Порядок. Напряжение мигом снято, - однако Зоя вместо благодарности навлекла на себя грозу. Левкия возмущает константинопольское произношение тринадцатого века:
- Боги, ну и выговор у тебя, девица! Любой варвар исковеркал бы эллинскую речь меньше, чем ты! С кем вы там поперемешивались, в своей глуши, в Византии?
- В глуши?! - в свою очередь, вспыхивает оскорблённая патрикия. Доселе кроткие глаза-маслины яростно блещут. - Да мой Византий, как ты его называешь, в двадцать раз больше Афин при Перикле! Тебя, в твоем вонючем тряпье, у нас бы и в приличный дом не пустили!..
Забавно. Динамика позволяет мне, между глотками шампанского, увидеть истинную подоплёку их стычки. Левкию нестерпима образованная, самостоятельная в суждениях ромейка. Он убеждён, что независимость прилична только гетере, - бедный старый киник, привыкший клеймить всё, непохожее на патриархальную простоту!..
Зато рукоплещет Зое захмелевшая Аиса.
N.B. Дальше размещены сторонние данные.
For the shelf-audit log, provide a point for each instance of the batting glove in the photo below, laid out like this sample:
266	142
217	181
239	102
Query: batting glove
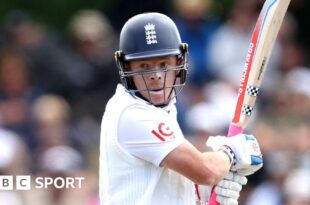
228	189
243	151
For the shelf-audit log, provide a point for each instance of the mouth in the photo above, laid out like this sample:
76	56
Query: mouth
156	90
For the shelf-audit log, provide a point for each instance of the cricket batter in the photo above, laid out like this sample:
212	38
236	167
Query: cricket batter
144	157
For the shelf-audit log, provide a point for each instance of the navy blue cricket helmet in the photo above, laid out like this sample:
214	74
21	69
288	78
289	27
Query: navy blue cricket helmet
150	35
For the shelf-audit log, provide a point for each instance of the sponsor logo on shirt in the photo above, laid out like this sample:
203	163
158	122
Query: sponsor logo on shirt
163	133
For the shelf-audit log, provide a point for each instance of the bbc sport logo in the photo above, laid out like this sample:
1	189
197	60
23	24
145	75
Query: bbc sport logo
24	182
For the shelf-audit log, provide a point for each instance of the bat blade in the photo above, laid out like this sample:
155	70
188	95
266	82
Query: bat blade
261	45
262	42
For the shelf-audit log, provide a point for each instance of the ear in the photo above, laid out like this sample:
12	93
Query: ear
180	61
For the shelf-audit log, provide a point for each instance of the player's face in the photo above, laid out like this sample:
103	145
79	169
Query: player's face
156	78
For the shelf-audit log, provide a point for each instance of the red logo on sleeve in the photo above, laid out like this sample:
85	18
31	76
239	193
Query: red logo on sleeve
163	132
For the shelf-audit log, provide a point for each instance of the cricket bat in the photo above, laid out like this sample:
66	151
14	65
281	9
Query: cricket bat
262	42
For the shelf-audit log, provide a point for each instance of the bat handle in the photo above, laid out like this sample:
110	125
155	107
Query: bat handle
232	131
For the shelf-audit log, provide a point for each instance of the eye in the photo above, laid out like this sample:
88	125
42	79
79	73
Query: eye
144	66
163	65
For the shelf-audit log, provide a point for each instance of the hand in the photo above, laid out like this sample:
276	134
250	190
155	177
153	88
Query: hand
203	193
243	150
228	189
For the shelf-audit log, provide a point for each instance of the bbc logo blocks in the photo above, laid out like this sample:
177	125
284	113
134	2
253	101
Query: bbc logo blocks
17	182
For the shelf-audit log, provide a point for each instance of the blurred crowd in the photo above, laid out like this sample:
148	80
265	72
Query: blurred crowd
54	87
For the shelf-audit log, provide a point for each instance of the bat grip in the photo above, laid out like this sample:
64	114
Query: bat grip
232	131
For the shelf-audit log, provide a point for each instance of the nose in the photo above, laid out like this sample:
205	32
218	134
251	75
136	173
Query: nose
156	76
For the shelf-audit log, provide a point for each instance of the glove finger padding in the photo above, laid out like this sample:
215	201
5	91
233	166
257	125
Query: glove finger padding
242	149
228	189
248	155
226	201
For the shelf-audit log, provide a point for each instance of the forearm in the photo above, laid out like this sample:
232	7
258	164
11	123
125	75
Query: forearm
218	164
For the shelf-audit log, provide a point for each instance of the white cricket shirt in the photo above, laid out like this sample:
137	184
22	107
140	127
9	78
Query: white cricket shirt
135	138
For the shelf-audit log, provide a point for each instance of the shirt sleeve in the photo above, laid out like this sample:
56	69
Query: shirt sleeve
149	134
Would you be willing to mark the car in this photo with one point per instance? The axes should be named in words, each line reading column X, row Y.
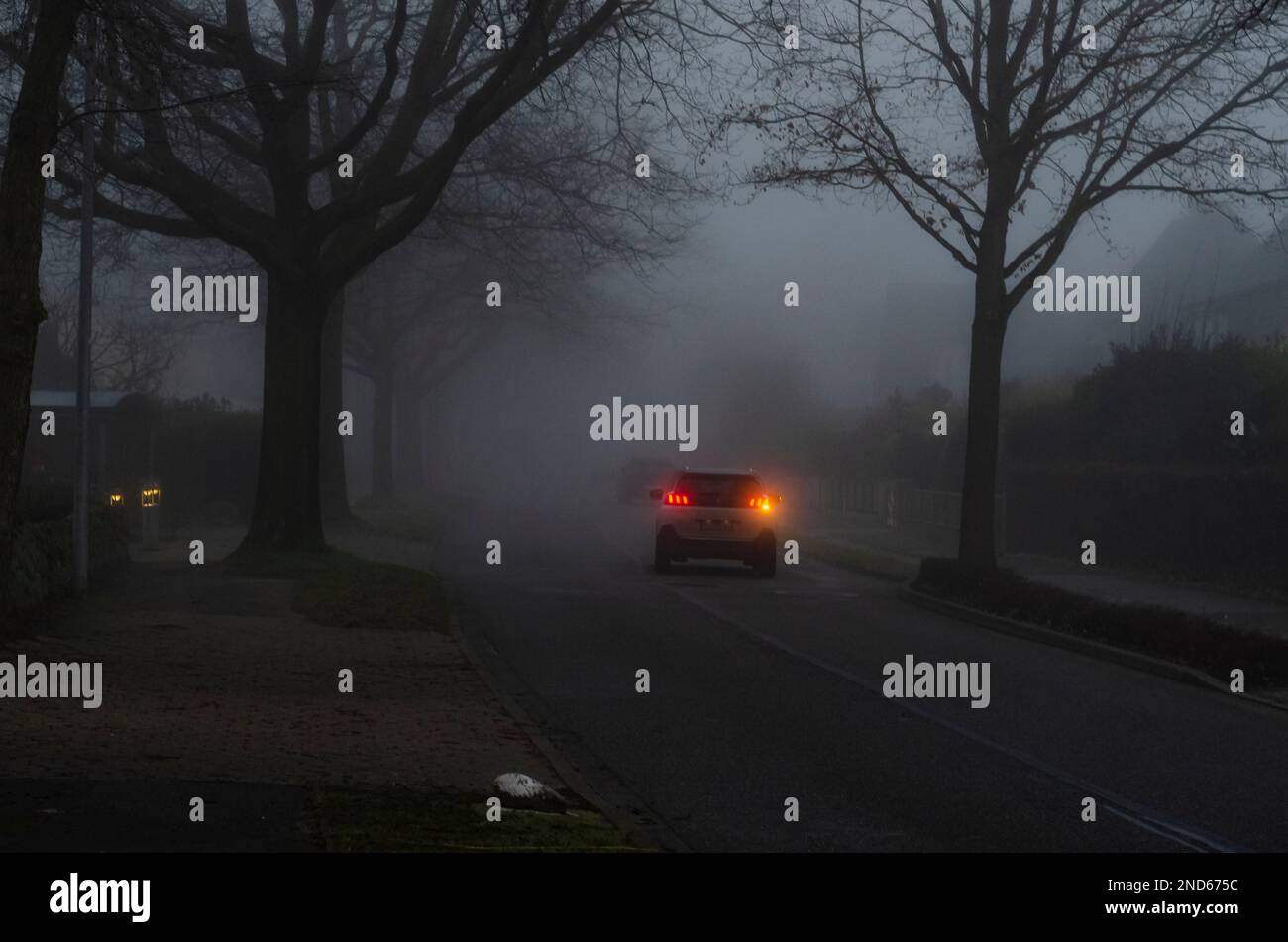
column 721, row 514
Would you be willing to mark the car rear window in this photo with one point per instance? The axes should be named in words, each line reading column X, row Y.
column 719, row 490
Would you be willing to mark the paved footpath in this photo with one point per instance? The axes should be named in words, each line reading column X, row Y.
column 213, row 682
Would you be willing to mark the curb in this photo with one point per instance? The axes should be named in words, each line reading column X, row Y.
column 648, row 834
column 867, row 571
column 1093, row 649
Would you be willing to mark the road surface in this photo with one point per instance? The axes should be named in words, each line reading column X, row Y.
column 768, row 690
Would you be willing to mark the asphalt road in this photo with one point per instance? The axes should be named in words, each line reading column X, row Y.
column 768, row 690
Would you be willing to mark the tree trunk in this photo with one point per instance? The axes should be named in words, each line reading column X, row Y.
column 22, row 192
column 287, row 495
column 334, row 478
column 978, row 543
column 382, row 433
В своём новом платье и вечерней косметике - кричит через стол:
- Молодец, сестра! А я думала, ты плакса. Ты бы и в степи не потерялась!
Воистину, высшая из похвал… А пить мы с Аисой начали не теперь, за новогодним столом. Бутылочку ликёра "Эделькирш" под мороженое скушали ещё в час дня, в антракте, в фойе Немецкого театра. Третьей была Виола Вахтанговна. Именно ей вздумалось пойти с нами на премьеру восстановленного "Сна в летнюю ночь" в постановке Макса Рейнгардта. Берлин 1920-х годов только об этой премьере и судачил; много прибыло театралов из других стран и эпох, труппа давала по три спектакля в день. Виола пригласила меня, а я - сарматку, которая уже неплохо отличала постановку от реальности и вообще всё незнакомое принимала молча, ожидая моих разъяснений. Впрочем, сама подготовка к выходу в театр настроила Аису наилучшим образом: её женское нутро ликовало, когда Виола обряжала девушку, согласно посещаемой эпохе, в нарочно заказанное синее платье с блёстками, с короткой плиссированной юбкой; в черные чулки, лакированные туфли и шляпку в форме каски, украшенную маленькой вуалью…
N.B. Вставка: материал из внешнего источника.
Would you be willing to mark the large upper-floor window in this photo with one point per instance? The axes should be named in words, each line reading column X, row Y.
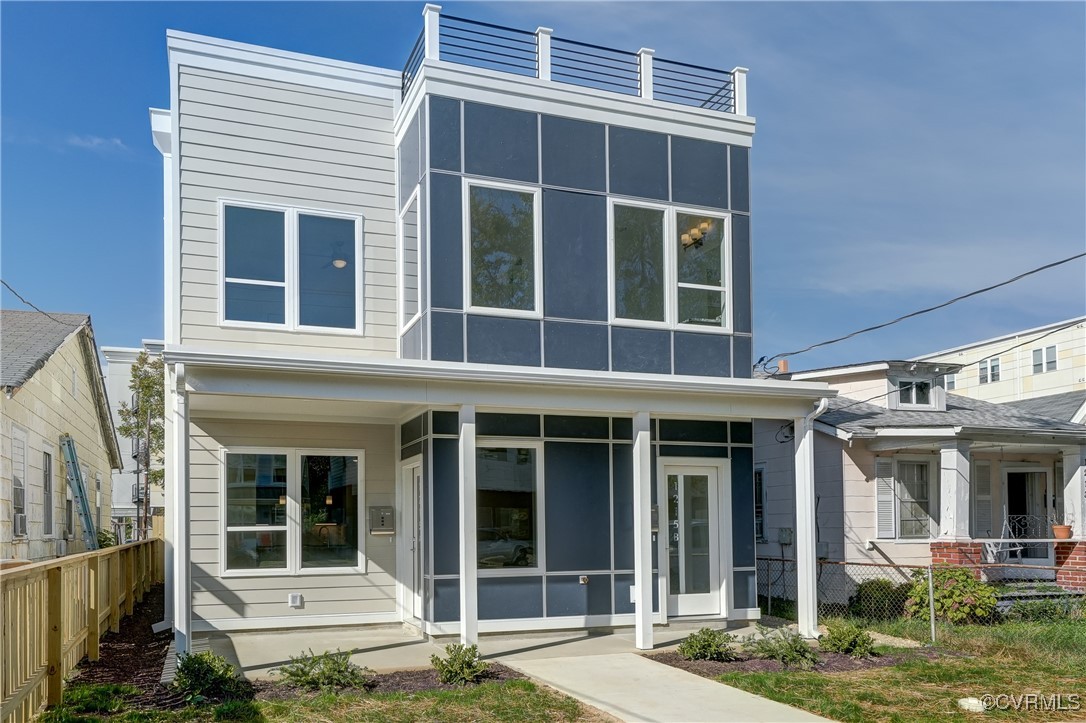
column 503, row 263
column 291, row 268
column 668, row 266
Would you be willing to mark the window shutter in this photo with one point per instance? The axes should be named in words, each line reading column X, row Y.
column 982, row 500
column 884, row 497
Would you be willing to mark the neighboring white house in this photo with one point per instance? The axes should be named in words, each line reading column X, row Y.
column 50, row 385
column 1040, row 362
column 129, row 487
column 441, row 340
column 909, row 473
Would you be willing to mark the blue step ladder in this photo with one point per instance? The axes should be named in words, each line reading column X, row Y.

Итак, мы отметили антракт лёгкой выпивкой, - и там же, поглощая отличное берлинское "айс мит фрухтен" (мороженое с фруктами), Виола рассказала нам странную вещь. Оказывается, кое-кто из начитанных землян с хорошим воображением уже ухитрился облечь в плоть литературных героев. В связи с этим, бывают престранные недоразумения. Сходит со страниц романов Александра Дюма пылкий мушкетёр д’Артаньян - и одновременно воскресает его исторический прототип, гасконский дворянин Шарль де Батц-Кастльмор д’Артаньян. Неизвестно пока, встретились ли они… Хорош был бы поединок между двумя д’Артаньянами!..
Да, читатели спешат оживить своих любимцев! Например, Одиссея или Гамлета. И теперь надо решать судьбу этих личностей, право, более живых и неповторимых, чем какой-нибудь шумерский глиномаз, вышибала из Лас-Вегаса или капрал Фридриха Великого…
К моей радости, Аиса спросила, кто такой Гамлет, и Виола тотчас взяла с нас слово сходить сюда опять, полюбоваться в этой роли знаменитым Сандро Моисси. Я же отстаивал преимущества похода прямо в лондонский театр "Глобус", чтобы можно было вызвать автора пьесы…
Что происходит с одной из двух моих возлюбленных? Бог весть. Похоже, Аиса начинает не без юмора относиться к теме отрезания голов и другим, прежде незыблемым, сарматским обычаям; но при этом не терпит чужих насмешек над степным укладом. Всё родное при ней: почти каждый день "чёрная молния" в седле; скачет тропами нашего острова, выцеливая красного зверя. От охоты её отучить невозможно, пролитие крови - суть души сайрима; я счастлив, что любовь ко мне, по крайней мере, заставляет Аису жить под крышей обычного дома и не покушаться на убийство людей. Перемены же, тем временем, идут. Вот, уже отказывается от своего вечного волчьего жилета, штанов в обтяжку и сапог; ходит в театр, начинает рассуждать об отвлечённом. Неужели через какое-то время и бразильский мачетеро, и чукотский оленевод начнут за бокалом десятилетнего "Кло де Пап" спорить о категорическом императиве Канта?!.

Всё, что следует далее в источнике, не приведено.